Easton. The kid moved like smoke. It was freaky.
“Where’s Riley?” he asked, looking at me like I had swallowed his brother whole.
“He’s at work. How was Rory’s house?”
“Fine. Who are you?”
Yeah, I needed coffee. I sat up. “I’m Jessica, Rory’s roommate. We’ve met a couple of times.”
“Hm.” He sounded like he thought I was lying. About all of it. His brown eyes stared at me, unblinking.
I stared back, not sure what to say. I didn’t have Rory’s way with kids. It didn’t come naturally to me.

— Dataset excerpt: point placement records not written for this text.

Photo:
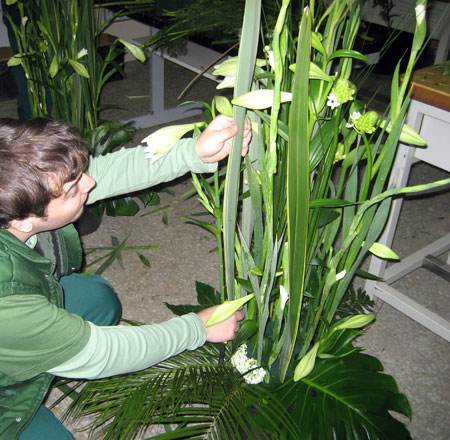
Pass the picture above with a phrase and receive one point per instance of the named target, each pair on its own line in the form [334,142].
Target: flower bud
[227,309]
[162,141]
[306,364]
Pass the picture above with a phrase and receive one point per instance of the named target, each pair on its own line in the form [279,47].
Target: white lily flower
[259,99]
[83,52]
[271,57]
[162,141]
[420,13]
[227,82]
[332,101]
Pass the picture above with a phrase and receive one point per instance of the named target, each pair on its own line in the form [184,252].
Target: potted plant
[59,50]
[311,199]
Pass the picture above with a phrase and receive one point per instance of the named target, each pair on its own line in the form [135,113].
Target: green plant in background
[58,44]
[294,222]
[113,253]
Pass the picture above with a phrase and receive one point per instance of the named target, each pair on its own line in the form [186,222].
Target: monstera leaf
[346,398]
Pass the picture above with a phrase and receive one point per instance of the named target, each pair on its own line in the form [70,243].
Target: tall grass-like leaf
[246,62]
[298,187]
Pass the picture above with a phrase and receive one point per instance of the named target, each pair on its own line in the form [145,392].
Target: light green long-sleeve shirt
[59,346]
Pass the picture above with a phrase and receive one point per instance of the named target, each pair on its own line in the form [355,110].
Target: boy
[53,321]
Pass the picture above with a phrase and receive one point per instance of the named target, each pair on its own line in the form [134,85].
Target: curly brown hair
[37,158]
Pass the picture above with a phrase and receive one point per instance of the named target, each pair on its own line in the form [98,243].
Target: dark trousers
[94,299]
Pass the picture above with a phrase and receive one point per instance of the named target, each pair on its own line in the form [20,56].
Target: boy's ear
[24,225]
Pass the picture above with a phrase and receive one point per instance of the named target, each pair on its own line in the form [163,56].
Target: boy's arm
[124,349]
[127,170]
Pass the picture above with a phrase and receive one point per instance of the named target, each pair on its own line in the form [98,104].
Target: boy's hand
[215,142]
[226,330]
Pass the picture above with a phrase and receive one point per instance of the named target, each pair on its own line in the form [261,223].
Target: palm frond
[209,400]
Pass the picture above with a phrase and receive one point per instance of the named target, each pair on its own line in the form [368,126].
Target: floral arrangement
[311,198]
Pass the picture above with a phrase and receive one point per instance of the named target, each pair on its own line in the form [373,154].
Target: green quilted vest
[27,271]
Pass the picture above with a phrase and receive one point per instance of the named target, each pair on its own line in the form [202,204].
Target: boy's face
[68,207]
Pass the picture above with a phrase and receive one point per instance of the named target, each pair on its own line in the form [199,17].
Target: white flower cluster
[353,117]
[248,367]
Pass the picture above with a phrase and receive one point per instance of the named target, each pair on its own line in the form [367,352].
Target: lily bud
[227,309]
[223,105]
[162,141]
[306,364]
[259,99]
[136,51]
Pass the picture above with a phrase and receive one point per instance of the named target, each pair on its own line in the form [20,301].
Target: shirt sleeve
[127,170]
[36,335]
[124,349]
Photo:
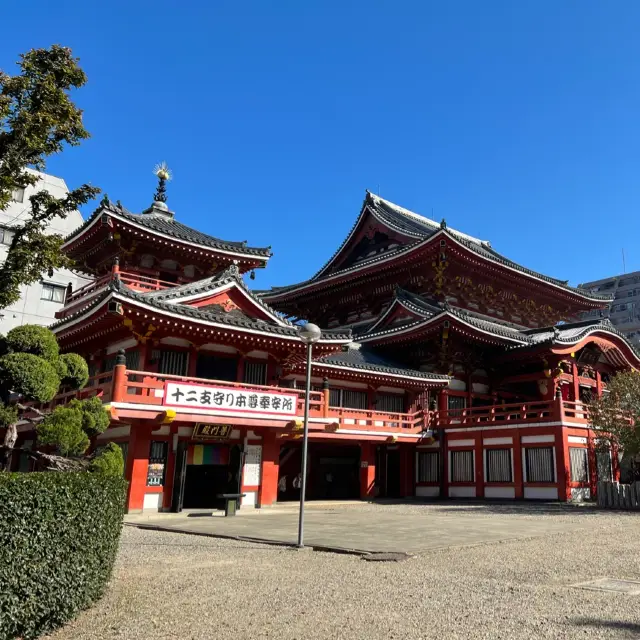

After a second, he turned on his heel and left. He must have narced on me, because Tyler appeared. “Hey.”
“Hey. How was the fresh air?”
“Chilly with the disapproval of Rory’s father. But I have to give the guy credit, he’s trying to ignore the fact that his daughter is dating a convicted felon.”
“Well, you are innocent.” I yawned and stretched my arms.
“I’m not sure how much that matters. So what the hell happened to the house? It looks almost nice.”
Jayden’s head popped up behind Tyler, his mouth split into a grin. “It’s fucking awesome!”
I laughed. “I’m glad you like it.”
Jayden disappeared again, probably back to the kitchen.
“You did this, obviously,” Tyler said. “Riley would never hang the word YUM anywhere except maybe off his dick.”
Rolling my eyes, I climbed out of bed. “Yes, the ideas were mine. Riley was the labor.”
Tyler coughed and lowered his voice. “So, uh, why are you sleeping in here? Your stuff is in the other room. Did you and Riley . . .” He made a gesture that was supposed to indicate sex, obviously, but it looked more like he was changing a tire.